I enjoy seeing blue flowers in different colour combinations in my garden. In one area, where abutilons (Abutilon x hybridus), orange clivia (Clivia miniata), red/orange paintbrush lily (Scadoxus puniceus) and shrubby firefly (Justicia floribunda; syn. Justicia rizzinii) provide brilliant hot colours, I enjoy the contrast blue flowers provide to these hues. A couple of shade-tolerant salvias fill the role: Salvia roscida (ht 1.5-2 m; syn. Salvia fallax), with long spires of dainty, pale blue flowers held in dark calyces, and Salvia rubignosa (ht 1 m) with chubby clusters of bright blue blooms held in purple calyces. Plectranthus barbatus (ht 2 m) is another blue-flowered shrub that will grow in part-shade, and it is showing its large spikes now. Compact Eranthemum pulchellum (ht 1 m) is also in bloom now with its clusters of pale blue (or, more rarely, rich blue), simple flowers. It grows well in shady spots.

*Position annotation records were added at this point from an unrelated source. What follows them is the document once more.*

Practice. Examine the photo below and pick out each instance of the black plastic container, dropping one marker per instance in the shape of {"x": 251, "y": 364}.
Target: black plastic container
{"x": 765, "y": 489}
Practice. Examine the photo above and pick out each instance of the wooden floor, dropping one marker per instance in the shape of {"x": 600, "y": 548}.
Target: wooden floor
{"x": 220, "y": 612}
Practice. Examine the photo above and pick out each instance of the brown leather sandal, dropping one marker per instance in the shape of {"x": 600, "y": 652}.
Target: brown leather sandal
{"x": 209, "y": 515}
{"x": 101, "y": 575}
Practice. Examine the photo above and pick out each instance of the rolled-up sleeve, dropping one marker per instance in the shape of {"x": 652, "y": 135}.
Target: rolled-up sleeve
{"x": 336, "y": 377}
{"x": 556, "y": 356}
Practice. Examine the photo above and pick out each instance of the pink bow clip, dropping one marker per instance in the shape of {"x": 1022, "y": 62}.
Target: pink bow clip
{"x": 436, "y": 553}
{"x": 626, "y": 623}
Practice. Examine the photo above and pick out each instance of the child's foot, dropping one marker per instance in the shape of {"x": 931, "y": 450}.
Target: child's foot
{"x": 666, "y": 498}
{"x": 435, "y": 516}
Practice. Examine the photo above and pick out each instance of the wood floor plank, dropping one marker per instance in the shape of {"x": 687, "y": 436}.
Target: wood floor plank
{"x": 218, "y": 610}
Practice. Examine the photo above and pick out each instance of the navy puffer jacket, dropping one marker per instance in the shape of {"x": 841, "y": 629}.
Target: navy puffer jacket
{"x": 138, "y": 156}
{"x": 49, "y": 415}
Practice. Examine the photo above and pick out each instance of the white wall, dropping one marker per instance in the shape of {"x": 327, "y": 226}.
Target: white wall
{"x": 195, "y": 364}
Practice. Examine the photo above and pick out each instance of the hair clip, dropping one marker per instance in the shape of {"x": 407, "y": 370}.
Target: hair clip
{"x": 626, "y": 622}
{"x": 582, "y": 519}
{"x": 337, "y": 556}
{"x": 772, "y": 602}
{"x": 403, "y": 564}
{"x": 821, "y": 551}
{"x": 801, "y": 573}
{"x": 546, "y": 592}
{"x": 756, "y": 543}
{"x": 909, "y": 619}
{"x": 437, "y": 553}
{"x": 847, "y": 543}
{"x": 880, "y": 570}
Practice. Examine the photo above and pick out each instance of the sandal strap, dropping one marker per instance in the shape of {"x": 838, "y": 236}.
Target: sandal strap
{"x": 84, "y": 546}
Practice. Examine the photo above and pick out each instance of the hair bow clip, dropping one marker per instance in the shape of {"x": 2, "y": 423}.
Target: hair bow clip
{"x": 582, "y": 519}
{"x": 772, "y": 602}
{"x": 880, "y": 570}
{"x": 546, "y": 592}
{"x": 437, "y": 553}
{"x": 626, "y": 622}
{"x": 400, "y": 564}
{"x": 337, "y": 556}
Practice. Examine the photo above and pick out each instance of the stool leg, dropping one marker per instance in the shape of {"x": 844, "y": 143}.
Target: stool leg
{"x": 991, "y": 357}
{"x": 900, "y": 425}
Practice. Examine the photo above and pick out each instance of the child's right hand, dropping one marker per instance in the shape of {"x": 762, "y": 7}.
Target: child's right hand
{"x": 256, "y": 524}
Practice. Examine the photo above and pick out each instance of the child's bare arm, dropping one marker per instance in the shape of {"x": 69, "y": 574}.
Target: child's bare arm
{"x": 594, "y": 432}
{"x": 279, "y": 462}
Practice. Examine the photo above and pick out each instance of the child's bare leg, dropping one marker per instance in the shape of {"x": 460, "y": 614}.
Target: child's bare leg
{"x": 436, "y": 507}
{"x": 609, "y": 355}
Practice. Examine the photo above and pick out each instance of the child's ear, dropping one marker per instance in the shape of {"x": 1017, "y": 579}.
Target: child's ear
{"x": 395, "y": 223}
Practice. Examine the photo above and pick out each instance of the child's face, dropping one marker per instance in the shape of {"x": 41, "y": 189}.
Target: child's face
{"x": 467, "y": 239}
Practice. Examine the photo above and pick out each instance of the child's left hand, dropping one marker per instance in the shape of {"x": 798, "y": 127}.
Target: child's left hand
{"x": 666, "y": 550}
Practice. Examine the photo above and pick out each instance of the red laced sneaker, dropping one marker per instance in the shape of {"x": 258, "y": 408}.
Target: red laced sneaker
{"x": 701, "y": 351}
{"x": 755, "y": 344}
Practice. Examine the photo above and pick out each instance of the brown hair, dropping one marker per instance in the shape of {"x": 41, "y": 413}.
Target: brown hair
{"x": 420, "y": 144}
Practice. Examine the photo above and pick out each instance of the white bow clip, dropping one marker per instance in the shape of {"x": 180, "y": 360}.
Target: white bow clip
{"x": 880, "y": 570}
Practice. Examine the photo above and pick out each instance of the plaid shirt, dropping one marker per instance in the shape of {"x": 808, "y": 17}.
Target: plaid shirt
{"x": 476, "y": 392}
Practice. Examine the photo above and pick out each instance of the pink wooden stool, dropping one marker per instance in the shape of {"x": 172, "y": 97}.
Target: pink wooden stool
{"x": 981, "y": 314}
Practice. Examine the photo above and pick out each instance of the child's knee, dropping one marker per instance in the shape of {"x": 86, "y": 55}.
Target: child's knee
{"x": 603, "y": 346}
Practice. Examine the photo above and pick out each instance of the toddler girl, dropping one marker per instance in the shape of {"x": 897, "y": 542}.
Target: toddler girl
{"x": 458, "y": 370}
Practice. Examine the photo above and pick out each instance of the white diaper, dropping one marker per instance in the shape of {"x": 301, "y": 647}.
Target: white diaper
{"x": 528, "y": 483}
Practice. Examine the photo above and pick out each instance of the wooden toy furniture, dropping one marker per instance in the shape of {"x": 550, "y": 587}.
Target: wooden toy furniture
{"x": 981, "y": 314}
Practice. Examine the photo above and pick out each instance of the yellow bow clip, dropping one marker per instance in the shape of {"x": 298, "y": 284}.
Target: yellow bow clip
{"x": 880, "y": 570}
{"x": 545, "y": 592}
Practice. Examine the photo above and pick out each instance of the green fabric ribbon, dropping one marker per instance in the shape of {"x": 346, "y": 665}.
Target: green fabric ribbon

Spring annuals are another source of flowers for partly shaded places: forget-me-nots (Myosotis sylvatica), cineraria (Pericallis x hybrida) and polyanthus (Primula, Polyanthus Group) all have blooms in various shades of blue, and like the bulbs and shrubs described above, provide that infusion of freshness that tells us that spring is here!
Blog originally posted on 11 September 2008; updated 6 September 2020.